On further investigation, this is due to Google Cloud assigning us as a /32 as they don't support broadcast/multicast on their network, so rand.Intn is being passed -1.

The ability to override the subnet mask should fix this issue

karalabe commented 9 years ago

Hmm, why would GCE assign a /32 mask? Is it some special network setup that you've configured? And if so, may I ask the rational behind it? I could try and figure out a workaround, but it seems to me a very strange use case.

chendo commented 9 years ago

I believe it's meant to prevent you from using broadcast/multicast, rather than silently not work. I don't believe we're using a special setup, just a standard GCE VM. I found it strange to be honest, but I guess it's better to fail noisily rather than silently.

karalabe commented 9 years ago

I've been using GCE quite a lot a while back, but then the default net mask was I believe /8 (that's the reason I found the /32 a bit strange).

However you are completely right, that Iris should at least display a proper error message and not just panic, so I'll definitely need to fix this.

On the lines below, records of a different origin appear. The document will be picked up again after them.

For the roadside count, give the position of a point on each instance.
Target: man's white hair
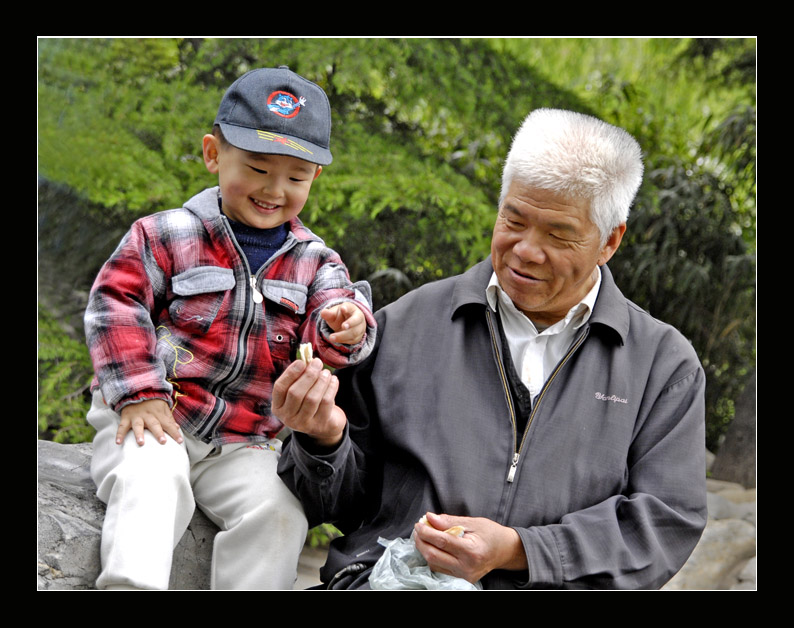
(579, 157)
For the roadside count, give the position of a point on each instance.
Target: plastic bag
(403, 567)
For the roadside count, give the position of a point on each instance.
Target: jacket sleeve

I'm not sure I would like to support configuring custom net masks as it would beat the current zero configuration "promise" (it's not that simple... what happens when multiple networks are present?).

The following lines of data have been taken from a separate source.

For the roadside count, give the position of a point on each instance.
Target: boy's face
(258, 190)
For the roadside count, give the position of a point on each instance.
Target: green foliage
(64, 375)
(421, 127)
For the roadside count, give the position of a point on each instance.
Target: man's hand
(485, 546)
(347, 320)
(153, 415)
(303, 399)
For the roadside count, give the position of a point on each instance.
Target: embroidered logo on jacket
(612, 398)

Nonetheless I will investigate this /32 subnet issue, as if it's something newly introduced into GCE, that I'd definitely want to know about it and its rationale.

phifty commented 9 years ago

I had the same problem on a machine with multiple interfaces. One had a /32 subnet and causes the panic. For that situation where the broadcast can be done via another interface, a warning would be good enough for me.

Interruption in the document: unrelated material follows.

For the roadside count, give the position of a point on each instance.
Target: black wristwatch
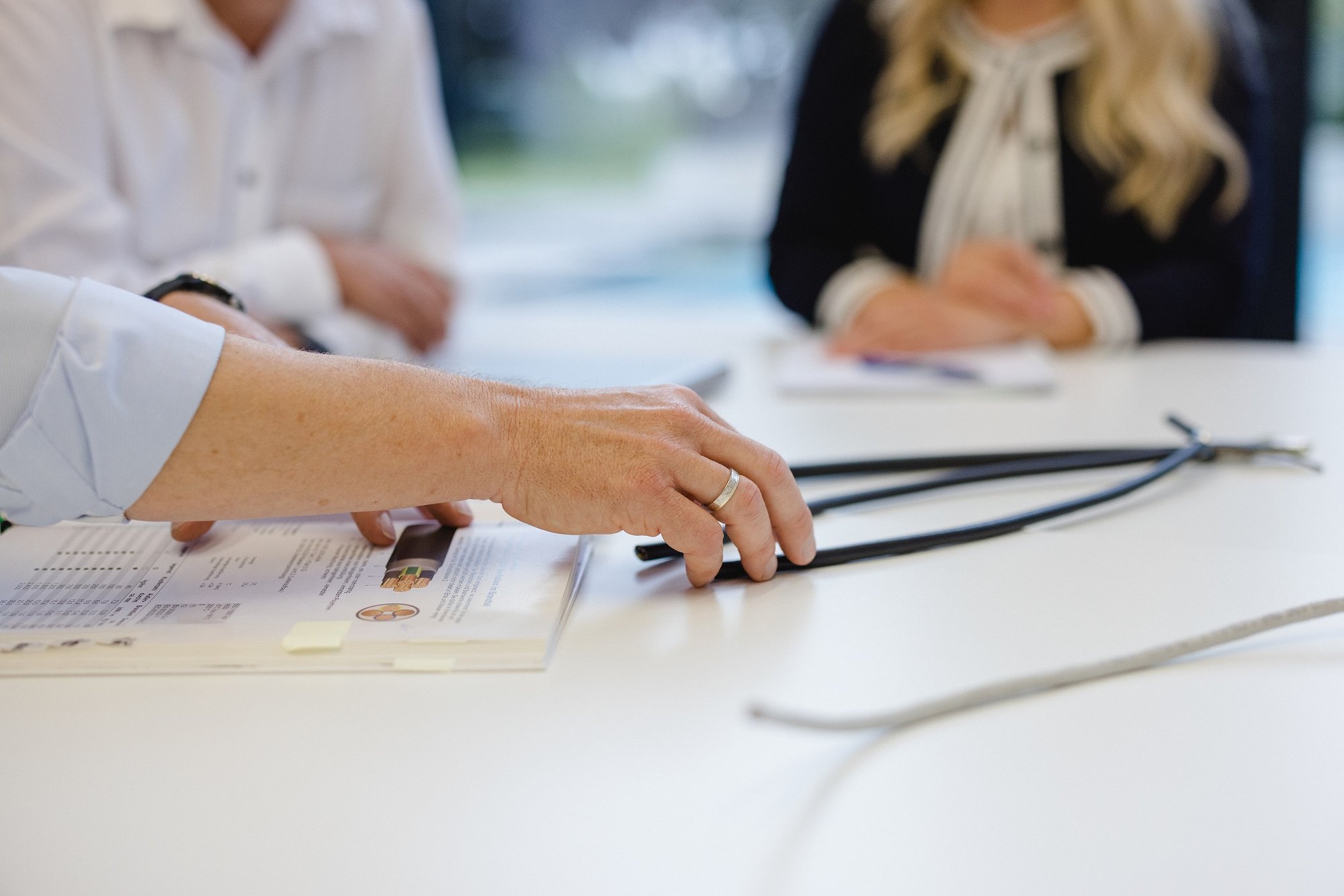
(197, 284)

karalabe commented 9 years ago

Yes, I agree that the panic should be sorted out. I'm just finishing up the JVM binding, after which I'll sort this out asap :)... but in the mean time, if you feel up to it, you could write up a small pull request to ignore /32 subnets ;)

phifty commented 9 years ago

Well, I've created a pull request for a fix of that issue.

karalabe commented 9 years ago

The panic is gone now, but I'm not exactly sure whether I should allow the bootstrapper to be started at all on such addresses (<2 bit host part). They are used primarily by bridges (/32) or point-to-point connections (/31), and in neither case should the bootstrapper have anything to look for. For now it issues a warning and stops probing, but maybe I'll also add a check into an upper layer to never even start a bootstrapper in the first place.